The new year has barely begun, and we already have a leading contender for our annual dead tech list, 2026 edition — the Apple Vision Pro.
The iPhone manufacturer’s Augmented Reality (AR) headset has not been officially discontinued. The Apple Vision Pro (starting at $3,499) has, to rephrase Monty Python, merely paused production at its Chinese manufacturer, Luxcorp. Analysts at International Data Corp estimate Apple sold only 4,500 headsets globally in the holiday quarter of 2025 — including the new M5 chip version (allegedly produced in Vietnam).
For perspective, that figure is less than one-tenth of the half-million Vision Pros analysts claim were sold in its inaugural year, 2024.
Apple does not reveal Vision Pro sales numbers, but the company has nearly abandoned efforts to market the product, according to a harsh Financial Times report. Digital marketing for the device has been reduced by 95 percent. If you spot a banner ad for a Vision Pro online, you might want to take a screenshot: You could be looking at an increasingly rare product.
What went awry with the Apple Vision Pro?
To be fair to Apple, dwindling sales are an issue prevalent throughout the entire AR/virtual reality sector — not to mention across the whole U.S. retail space.
Analysts at Counterpoint observed a 14 percent decline in all AR/VR headset sales in the first half of 2025. The Vision Pro is evidently positioned at the high end of the market — Meta’s Quest 3S VR headset recently lowered its price to $250 — and luxury items usually are the first to be dropped when consumers feel the strain of rising costs for essentials like groceries and healthcare premiums.
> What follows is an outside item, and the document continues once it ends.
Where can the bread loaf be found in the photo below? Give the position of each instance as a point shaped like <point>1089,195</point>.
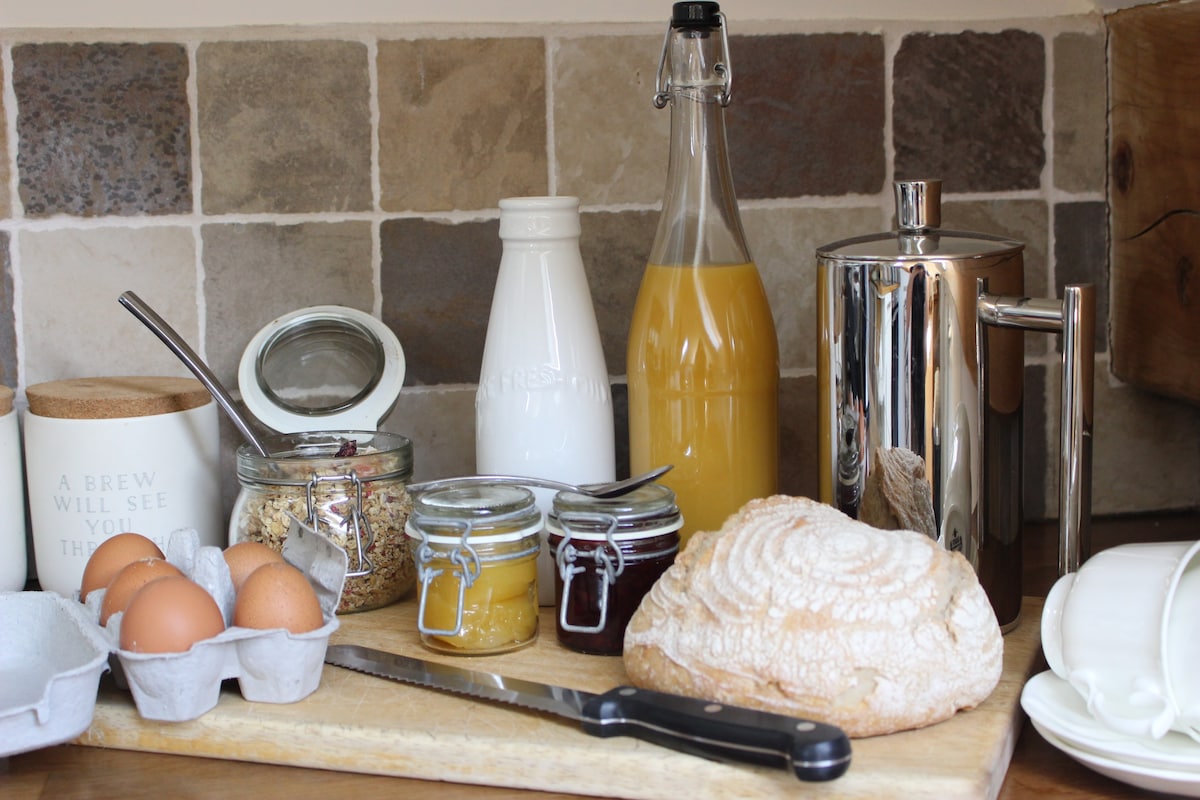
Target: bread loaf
<point>796,608</point>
Even if you are fully onboard with the notion of hefty AR headsets with battery packs attached, you might be tempted to spend half the Vision Pro’s price on the new Galaxy XR headset ($1,800). As impressive as the Vision Pro’s hands-on experience may be, no indispensable “killer app” has yet been recognized for the platform. The iPhone serves as a vital status symbol; the iPad enhances your creative life; your Mac functions as your working machine; and the Vision Pro … does what, precisely?
From the very beginning, the company has had difficulty articulating why we should desire a Vision Pro (as this oddly Black Mirror-esque product demo illustrated). Therefore, it makes sense to halt those advertising expenditures, at least. For those of us who find the Vision Pro’s EyeSight display unsettling, banner ads showcasing the feature may decrease our likelihood of purchasing one.
Apple’s AI glasses represent the future.
Unsatisfactory sales and halted production do not signify that Apple lacks direction in this category. Quite the contrary, according to a well-informed report from October 2025 — the company is reallocating employees from its less expensive Vision Pro version to a lighter, more affordable model of smart glasses that will rival Meta’s AI-powered Ray-Ban Display and Google’s upcoming Android XR glasses.
That approach is much more logical. Despite an extremely awkward Mark Zuckerberg demo failure, the $800 Meta Ray-Bans emerged as one of the more talked-about product launches of 2025. Early adopters and critics were generally positive, and investors rushed to acquire shares in the company producing Ray-Bans.
With features like live translation, navigation, and smart specs, the Meta Ray-Bans delivered on many promises of augmented reality that have persisted since the era of Google Glass (which also took a significant duration to officially phase out); they also just happen to be Ray-Bans, thus avoiding the nerdy appearance. (Well, unless you’re indoors and the stylish shades lighten to reveal, regrettably, thick frames.)
If there’s any company that comprehends the significance of design that resonates with non-nerdy customers, it’s Apple. So while the bulky, expensive, nerdy Vision Pro may be an example of dead tech walking, don’t write off its creator just yet. Apple just might recover from this sales downturn to astonish us with something like a Vision Air — lightweight specs that cater to far more than 45,000 new customers each quarter.